Exposure of C. zofingiensis to astaxanthin inducing conditions, secondary carotenoids increased considerably, yet the content of total carotenoids showed only a slight increase accompanied with a severe decrease of primary carotenoids [14, 18, 32, 41]. In this context, the increase of secondary carotenoids including astaxanthin in C. zofingiensis is not likely attributed to the enhancement of overall carotenoid flux, as suggested in H. pluvialis, but instead caused by rerouting the carotenoid flux from primary carotenoids to secondary carotenoids. This is also supported by the transcriptional regulation of carotenoid biosynthetic pathways in C. zofingiensis upon stress conditions: the MEP pathway and lycopene formation from IPP/DMAPP were not stimulated, while genes involved in the biosynthesis of astaxanthin and other secondary carotenoids are up-regulated and genes involved in lutein biosynthesis were down-regulated [18, 32, 39, 41]. It is worth noting that stress conditions that induce astaxanthin biosynthesis also trigger ROS buildup in C. zofingiensis [13, 244]. Moreover, addition of external ROS to C. zofingiensis cultures can promote accumulation of secondary carotenoids including astaxanthin [113, 244]. These also happen in H. pluvialis [274,275,276]. Therefore, it is believed that ROS are involved in the regulation of carotenogenesis for astaxanthin biosynthesis. Nevertheless, what ROS species are generated by these stress conditions and how algal cells sense ROS for triggering carotenogenesis still remain largely unknown.
C. zofingiensis synthesizes astaxanthin, yet at a level much lower than that in H. pluvialis, likely attributed to the differences between the two algae with respect to astaxanthin biosynthesis and regulation. First, during carotenogenesis, up-regulation of the MEP pathway and lycopene formation from IPP/DMAPP occurs in H. pluvialis but not in C. zofingiensis [41]. Therefore, the carbon flux to carotenoids is limited and cannot support high astaxanthin accumulation in C. zofingiensis.
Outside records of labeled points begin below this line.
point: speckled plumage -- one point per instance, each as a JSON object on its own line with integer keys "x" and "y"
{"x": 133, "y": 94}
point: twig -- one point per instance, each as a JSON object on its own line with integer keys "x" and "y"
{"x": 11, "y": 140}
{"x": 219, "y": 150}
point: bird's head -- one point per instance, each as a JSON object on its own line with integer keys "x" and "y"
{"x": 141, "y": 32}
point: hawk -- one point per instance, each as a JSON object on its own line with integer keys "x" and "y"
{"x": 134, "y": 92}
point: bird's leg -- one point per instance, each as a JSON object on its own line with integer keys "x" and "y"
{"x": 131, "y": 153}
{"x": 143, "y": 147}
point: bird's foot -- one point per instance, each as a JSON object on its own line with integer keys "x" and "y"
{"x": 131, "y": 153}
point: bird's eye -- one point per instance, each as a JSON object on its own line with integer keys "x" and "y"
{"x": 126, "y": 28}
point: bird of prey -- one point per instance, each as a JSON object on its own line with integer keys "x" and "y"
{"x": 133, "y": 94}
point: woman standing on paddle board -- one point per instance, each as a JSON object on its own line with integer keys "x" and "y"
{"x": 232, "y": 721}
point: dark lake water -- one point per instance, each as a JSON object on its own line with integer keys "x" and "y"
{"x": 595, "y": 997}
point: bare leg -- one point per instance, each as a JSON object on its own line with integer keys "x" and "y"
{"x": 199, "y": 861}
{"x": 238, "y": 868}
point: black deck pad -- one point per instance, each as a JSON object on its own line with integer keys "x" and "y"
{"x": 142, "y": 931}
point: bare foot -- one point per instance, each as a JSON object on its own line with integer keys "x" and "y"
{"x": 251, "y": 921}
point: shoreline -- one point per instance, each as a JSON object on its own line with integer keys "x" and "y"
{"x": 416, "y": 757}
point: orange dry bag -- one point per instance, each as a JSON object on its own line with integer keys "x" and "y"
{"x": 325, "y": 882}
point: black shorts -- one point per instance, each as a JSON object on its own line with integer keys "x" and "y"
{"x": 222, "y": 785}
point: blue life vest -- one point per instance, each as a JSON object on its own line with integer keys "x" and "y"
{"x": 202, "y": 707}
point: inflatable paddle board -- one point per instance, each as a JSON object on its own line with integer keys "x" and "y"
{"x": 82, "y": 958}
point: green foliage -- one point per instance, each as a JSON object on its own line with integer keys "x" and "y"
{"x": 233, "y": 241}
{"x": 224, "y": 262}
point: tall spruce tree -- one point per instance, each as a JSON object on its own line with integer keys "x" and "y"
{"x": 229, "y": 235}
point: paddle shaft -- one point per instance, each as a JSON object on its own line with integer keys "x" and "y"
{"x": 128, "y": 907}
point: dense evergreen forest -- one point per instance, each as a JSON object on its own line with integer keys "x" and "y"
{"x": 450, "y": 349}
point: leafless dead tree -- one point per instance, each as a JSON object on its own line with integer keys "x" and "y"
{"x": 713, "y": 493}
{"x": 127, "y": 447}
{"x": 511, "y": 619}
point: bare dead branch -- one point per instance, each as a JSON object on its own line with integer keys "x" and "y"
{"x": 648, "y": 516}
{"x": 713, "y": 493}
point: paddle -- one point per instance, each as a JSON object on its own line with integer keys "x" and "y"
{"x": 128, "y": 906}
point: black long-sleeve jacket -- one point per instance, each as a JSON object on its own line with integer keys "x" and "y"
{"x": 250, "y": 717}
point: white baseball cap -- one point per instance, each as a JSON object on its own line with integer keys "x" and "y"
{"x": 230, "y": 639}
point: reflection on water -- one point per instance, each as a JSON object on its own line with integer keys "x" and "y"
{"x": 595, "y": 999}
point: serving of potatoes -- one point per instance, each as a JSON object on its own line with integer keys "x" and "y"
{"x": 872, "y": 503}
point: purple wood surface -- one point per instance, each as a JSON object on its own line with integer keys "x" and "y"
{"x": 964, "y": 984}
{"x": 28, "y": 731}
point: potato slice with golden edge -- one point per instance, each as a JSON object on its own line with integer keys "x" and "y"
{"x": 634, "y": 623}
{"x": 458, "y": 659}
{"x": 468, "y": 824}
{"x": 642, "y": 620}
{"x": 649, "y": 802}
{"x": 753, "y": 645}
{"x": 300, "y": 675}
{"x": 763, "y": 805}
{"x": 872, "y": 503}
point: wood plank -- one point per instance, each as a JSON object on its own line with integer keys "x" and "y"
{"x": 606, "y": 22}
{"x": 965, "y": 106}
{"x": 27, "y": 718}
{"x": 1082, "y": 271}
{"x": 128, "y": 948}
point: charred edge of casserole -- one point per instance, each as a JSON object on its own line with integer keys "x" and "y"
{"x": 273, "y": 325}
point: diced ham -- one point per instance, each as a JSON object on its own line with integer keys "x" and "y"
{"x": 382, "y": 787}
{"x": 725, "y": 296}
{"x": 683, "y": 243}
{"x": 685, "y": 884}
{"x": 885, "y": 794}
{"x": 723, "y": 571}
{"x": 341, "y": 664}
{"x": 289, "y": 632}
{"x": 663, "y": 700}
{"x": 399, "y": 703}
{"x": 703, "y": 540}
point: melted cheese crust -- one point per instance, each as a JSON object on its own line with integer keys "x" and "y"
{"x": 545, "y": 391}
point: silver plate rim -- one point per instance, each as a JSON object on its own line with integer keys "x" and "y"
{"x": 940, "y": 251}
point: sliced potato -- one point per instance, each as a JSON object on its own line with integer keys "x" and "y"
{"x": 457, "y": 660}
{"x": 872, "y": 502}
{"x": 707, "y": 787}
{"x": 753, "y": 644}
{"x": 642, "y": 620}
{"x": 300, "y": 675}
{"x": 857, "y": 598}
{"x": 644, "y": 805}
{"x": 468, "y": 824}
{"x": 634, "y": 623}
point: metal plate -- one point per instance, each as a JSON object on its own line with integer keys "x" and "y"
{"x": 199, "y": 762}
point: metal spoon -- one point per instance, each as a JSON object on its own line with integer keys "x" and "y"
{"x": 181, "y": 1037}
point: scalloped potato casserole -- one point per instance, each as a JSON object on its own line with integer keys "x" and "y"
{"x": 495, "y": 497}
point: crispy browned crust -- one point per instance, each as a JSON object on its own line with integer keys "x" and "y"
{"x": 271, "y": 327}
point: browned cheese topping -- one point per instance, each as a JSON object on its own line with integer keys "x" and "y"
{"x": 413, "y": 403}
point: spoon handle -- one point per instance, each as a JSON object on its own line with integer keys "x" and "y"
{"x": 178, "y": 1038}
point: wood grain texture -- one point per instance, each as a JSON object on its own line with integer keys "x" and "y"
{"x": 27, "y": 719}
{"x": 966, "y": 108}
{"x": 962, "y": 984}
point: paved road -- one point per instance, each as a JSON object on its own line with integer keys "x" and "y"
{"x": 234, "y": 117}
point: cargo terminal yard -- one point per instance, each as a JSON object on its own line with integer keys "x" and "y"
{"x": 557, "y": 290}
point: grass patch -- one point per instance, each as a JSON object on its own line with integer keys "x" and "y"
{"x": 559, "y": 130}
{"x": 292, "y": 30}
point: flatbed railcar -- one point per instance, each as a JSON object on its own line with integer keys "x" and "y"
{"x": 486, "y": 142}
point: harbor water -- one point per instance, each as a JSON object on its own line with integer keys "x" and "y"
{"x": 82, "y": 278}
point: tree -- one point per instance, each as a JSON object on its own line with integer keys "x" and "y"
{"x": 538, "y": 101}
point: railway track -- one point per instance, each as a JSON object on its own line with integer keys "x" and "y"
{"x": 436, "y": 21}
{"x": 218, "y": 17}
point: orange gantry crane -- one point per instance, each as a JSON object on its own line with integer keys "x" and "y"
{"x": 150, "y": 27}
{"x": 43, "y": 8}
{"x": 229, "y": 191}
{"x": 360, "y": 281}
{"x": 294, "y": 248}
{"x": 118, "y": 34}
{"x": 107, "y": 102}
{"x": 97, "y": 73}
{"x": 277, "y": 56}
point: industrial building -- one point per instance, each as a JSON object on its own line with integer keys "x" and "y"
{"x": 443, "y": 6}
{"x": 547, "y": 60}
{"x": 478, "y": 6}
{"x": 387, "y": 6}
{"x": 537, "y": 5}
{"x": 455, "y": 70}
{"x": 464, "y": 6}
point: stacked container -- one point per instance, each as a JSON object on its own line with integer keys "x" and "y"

Second, unlike H. pluvialis BKT and CHYb that have strong activity in converting β-carotene in succession to astaxanthin without accumulating intermediates, C. zofingiensis BKT is able to convert zeaxanthin to astaxanthin yet not efficiently and CHYb has no activity in hydroxylating canthaxanthin to astaxanthin, leading to buildup of the intermediates canthaxanthin and adonixanthin [14, 36]. In this context, the astaxanthin biosynthetic pathway in C. zofingiensis performs less efficiently than that in H. pluvialis. Third, aside from acting on β-carotene and zeaxanthin, C. zofingiensis BKT is likely able to convert lutein to keto-lutein for accumulation [14, 36], further diverting carotenoid flux away from astaxanthin. Fourth, the synthesis of violaxanthin competes with astaxanthin formation for the substrate zeaxanthin in C. zofingiensis and thus may attenuate zeaxanthin availability for astaxanthin synthesis. Fifth, the astaxanthin esterase in C. zofingiensis is likely to accept more substrates for esterification than that in H. pluvialis, giving that C. zofingiensis accumulates esterified forms of astaxanthin, adonixanthin and keto-lutein [41, 107], while H. pluvialis produces only esterified astaxanthin [267, 277]. The non-specific substrate utilization of astaxanthin esterase may impair the availability of the enzyme for astaxanthin ester formation in C. zofingiensis. The less efficient esterification of astaxanthin likely in turn inhibits astaxanthin synthesis in a feedback manner.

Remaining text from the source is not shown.